たとえば、「今月は気分が上がりそうな方角にあるカフェに行ってみよう」「近場だけど行ったことのないエリアを散歩してみよう」といった具合です。大がかりな旅行でなくても大丈夫。日常のなかのちょっとしたお出かけに方位のヒントを添えるだけで、いつもの街が新鮮に見えてきます。

方位を毎月の予定に活かす三つのステップ

では、実際に方位を毎月の生活に取り入れる方法を、三つのステップで紹介します。

ステップ一・月の初めに自分の星の傾向を読む。月が変わったら、その月の自分の星まわりを軽くチェックしてみましょう。「今月は動きやすそう」「今月はじっくり整える月かも」といった、ざっくりした雰囲気をつかむだけで十分です。

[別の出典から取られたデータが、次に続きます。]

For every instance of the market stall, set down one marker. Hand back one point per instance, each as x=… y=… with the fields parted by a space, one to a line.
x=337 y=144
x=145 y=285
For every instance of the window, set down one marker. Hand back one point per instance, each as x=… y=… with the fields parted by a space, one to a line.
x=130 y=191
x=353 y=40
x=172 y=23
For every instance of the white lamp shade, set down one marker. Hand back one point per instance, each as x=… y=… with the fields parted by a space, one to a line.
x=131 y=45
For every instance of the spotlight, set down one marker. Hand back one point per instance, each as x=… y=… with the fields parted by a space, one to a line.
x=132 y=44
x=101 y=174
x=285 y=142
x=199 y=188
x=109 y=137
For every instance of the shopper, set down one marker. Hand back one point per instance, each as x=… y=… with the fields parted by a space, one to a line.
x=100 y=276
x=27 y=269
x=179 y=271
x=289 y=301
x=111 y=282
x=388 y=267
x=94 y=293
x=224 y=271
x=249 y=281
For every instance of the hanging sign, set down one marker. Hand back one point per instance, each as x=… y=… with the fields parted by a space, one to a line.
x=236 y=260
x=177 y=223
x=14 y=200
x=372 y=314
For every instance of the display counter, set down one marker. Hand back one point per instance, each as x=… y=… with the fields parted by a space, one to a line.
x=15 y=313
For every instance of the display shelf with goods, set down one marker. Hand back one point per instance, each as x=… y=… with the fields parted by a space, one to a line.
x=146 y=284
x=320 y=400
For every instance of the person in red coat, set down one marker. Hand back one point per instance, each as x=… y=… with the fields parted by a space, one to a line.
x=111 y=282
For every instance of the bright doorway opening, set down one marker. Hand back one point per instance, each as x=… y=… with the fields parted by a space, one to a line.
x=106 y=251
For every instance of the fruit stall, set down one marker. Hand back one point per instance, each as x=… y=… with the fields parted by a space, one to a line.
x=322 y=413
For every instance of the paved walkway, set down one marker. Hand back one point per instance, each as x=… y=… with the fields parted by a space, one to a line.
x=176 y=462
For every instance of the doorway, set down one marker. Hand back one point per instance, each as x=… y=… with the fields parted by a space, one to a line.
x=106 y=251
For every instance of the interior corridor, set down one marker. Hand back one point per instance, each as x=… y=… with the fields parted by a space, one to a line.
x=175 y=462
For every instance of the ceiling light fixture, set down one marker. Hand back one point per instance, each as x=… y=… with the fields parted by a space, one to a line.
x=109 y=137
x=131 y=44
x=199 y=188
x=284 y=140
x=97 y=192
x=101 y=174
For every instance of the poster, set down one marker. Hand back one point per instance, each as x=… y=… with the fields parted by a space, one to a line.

ステップ二・気になる方角を一つ選ぶ。心地よさそうな方角を一つ選び、その方向にある場所を思い浮かべます。行きつけのお店でも、まだ知らないスポットでもかまいません。「行ってみたいな」と感じることがいちばん大切です。

ステップ三・小さな行動につなげる。選んだ方角へ、休日にふらっと出かけてみましょう。散歩でも買い物でも、目的は自由です。方位はあくまできっかけ。実際に外に出て気分が変わることこそが、いちばんのごほうびです。

方位に「良い・悪い」で振り回されないために

九星気学に親しんでいくと、「この方角は避けたほうがいいのかな」と不安になることがあるかもしれません。でも、あまり神経質になる必要はありません。方位はもともと、昔の人が季節や環境の変化とうまく付き合うために生み出した、生活の知恵のようなものです。

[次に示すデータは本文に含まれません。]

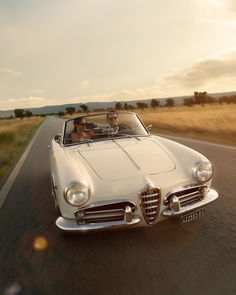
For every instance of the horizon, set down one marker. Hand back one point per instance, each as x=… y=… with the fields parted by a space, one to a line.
x=216 y=95
x=60 y=53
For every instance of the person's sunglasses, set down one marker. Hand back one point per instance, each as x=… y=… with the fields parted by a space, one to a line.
x=112 y=118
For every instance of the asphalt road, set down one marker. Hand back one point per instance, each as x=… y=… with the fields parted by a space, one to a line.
x=168 y=258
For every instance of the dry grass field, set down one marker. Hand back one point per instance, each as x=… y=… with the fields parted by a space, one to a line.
x=14 y=135
x=216 y=123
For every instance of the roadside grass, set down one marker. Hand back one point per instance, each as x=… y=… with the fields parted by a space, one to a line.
x=14 y=135
x=216 y=123
x=212 y=123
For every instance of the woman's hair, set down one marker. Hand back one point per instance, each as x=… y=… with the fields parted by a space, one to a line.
x=77 y=121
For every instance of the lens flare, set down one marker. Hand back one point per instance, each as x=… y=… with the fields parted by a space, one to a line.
x=40 y=243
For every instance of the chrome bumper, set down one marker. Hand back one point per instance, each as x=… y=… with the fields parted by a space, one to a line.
x=73 y=226
x=211 y=196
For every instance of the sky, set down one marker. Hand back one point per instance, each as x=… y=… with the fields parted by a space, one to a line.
x=77 y=51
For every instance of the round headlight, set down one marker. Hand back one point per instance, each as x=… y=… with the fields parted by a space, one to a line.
x=77 y=194
x=203 y=171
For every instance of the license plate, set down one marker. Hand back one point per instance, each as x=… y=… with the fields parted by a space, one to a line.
x=192 y=216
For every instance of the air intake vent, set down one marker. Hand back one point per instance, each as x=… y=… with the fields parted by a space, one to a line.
x=150 y=203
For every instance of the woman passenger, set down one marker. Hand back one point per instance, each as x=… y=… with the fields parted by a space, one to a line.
x=79 y=133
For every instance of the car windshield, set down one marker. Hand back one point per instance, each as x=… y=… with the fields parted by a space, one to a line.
x=103 y=126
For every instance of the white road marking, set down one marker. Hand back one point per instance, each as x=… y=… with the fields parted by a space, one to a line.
x=9 y=182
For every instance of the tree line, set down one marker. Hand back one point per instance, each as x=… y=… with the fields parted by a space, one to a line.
x=199 y=98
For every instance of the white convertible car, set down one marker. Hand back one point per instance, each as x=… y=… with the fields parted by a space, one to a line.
x=108 y=171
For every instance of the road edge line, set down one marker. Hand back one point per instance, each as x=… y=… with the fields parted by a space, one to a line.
x=11 y=178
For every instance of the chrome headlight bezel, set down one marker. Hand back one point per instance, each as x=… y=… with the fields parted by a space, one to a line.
x=203 y=171
x=77 y=193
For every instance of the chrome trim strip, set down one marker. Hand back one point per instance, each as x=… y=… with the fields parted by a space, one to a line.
x=105 y=203
x=211 y=196
x=182 y=189
x=128 y=155
x=72 y=225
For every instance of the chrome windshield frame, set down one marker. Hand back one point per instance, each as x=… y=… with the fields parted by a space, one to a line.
x=102 y=139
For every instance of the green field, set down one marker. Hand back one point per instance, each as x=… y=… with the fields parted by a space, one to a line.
x=14 y=136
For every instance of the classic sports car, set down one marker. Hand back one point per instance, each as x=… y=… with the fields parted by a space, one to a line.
x=108 y=171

もし気になる方角に用事があっても、心配しすぎないでください。行き先で楽しく過ごすこと、無理をしないこと、周りの人を大切にすること——そうした日々の心がけのほうが、どんな方位よりもあなたの毎日を明るくしてくれます。九星気学は、不安をあおる道具ではなく、自分の暮らしを少していねいに見つめ直すための、やさしい味方です。

新しい月を、軽やかにスタートしよう

最後に、この記事のまとめです。九星気学の方位は、「守るべき決まり」ではなく「毎日を楽しくするヒント」。新しい月を迎えるたびに、自分の星の雰囲気を読み、気になる方角へ小さく一歩を踏み出してみる。それだけで、なんとなく過ぎていく毎日に、ちょっとした彩りが加わります。

大切なのは、占いの結果に一喜一憂することではなく、自分の心がわくわくする方向へ動いていくことです。今月はどんな一か月にしたいか、どこへ行ってみたいか。九星気学をきっかけに、そんな前向きな問いを自分に投げかけてみてください。新しい月が、あなたにとって軽やかで気持ちのよいスタートになりますように。